SVI does not seem to perform well for this GMM

Hi, I am experimenting with GMM for a case where there are a set of 3D points and only three unique coordinates. So, my data is

torch.tensor([
    [0.2784, -0.3830,  0.8980],
    [0.2784, -0.3830,  0.8980],
    [0.2784, -0.3830,  0.8980],
    [0.2784, -0.3830,  0.8980],
    [0.2784, -0.3830,  0.8980],
    [0.2581,  0.4620, -1.2788],
    [0.2581,  0.4620, -1.2788],
    [0.2581,  0.4620, -1.2788],
    [0.2581,  0.4620, -1.2788],
    [0.2581,  0.4620, -1.2788],
    [1.0734, 0.4766, 0.5579],
    [1.0734, 0.4766, 0.5579],
    [1.0734, 0.4766, 0.5579],
    [1.0734, 0.4766, 0.5579],
    [1.0734, 0.4766, 0.5579]
])

and the unique points are

a = [0.2784, -0.3830,  0.8980]
b = [0.2581,  0.4620, -1.2788]
c = [1.0734, 0.4766, 0.5579]

Here is how all data points look like
download

I expect the GMM to find three clusters whose centers are a, b, and c. I modified this tutorial for this experiment. My code is in https://gist.github.com/dilaragokay/e9e3d679e21db7711d2811f9e2904c03 (or here for seeing the cell outputs as well). As you can see in the notebook, all three inferred cluster centers are almost the same and do not reflect the data. I have tried many different hyperparameters, but the cluster centers are always away from the expected result. Is it possible that I am missing something in my approach?

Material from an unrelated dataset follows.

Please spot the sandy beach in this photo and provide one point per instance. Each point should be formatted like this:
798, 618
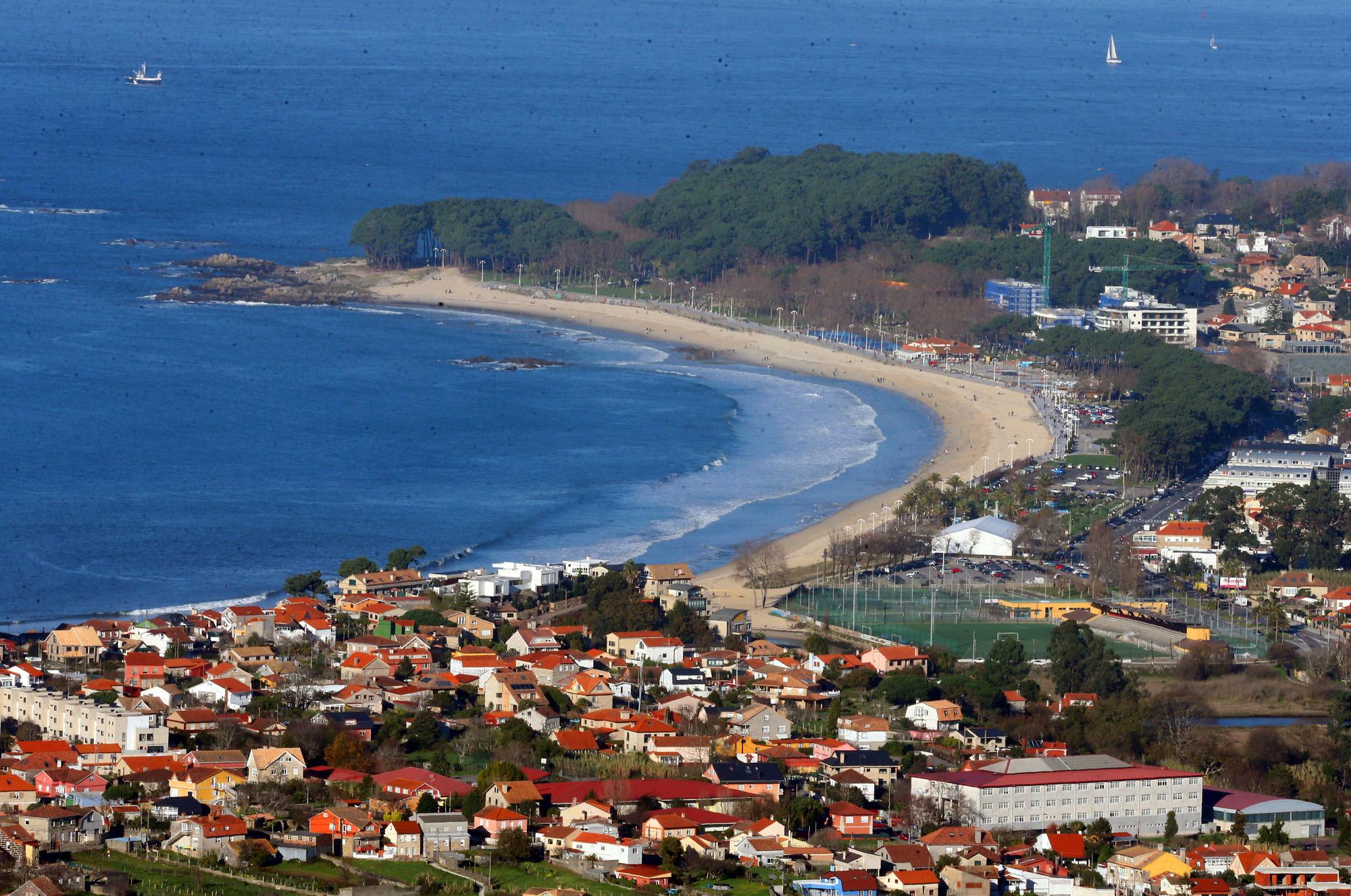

Main differences with the tutorial:

  • data is in 3D instead of 1D
  • number of clusters is 3 instead of 2
  • number of data points is 15 instead of 5
  • scale is not sampled
  • locs and obs are sampled from MultivariateNormal instead of Normal
  • optimizer parameters
  • initialization behavior of the autoguide

Update: I changed the initialization method and tweaked the hyperparameters a bit more. The problem is resolved now. The final version can be found in the gist I shared above.

1 Like

Yes, I believe gradient-based inference of Gaussian mixture models is sensitive to initialization, and often requires initialization heuristics. Pyro makes it easy to use heuristics in guides, via either init_loc_fn in autoguides or pyro.param(..., init_tensor=...). I often have a bunch of code to create smart initialization so SVI converges quickly and robustly.

1 Like

Thanks for the reply! I have also used init_loc_fn for this example.

I have a question about the alternative approach. If I use pyro.param instead, does it mean that I should set the initial values only in the guide?

Well in a fully Bayesian model, there are no pyro.param statements; pyro.param statements only appear in the guide. Not sure I understand your question.

Thanks, that answers my question. Sorry if my phrasing was confusing.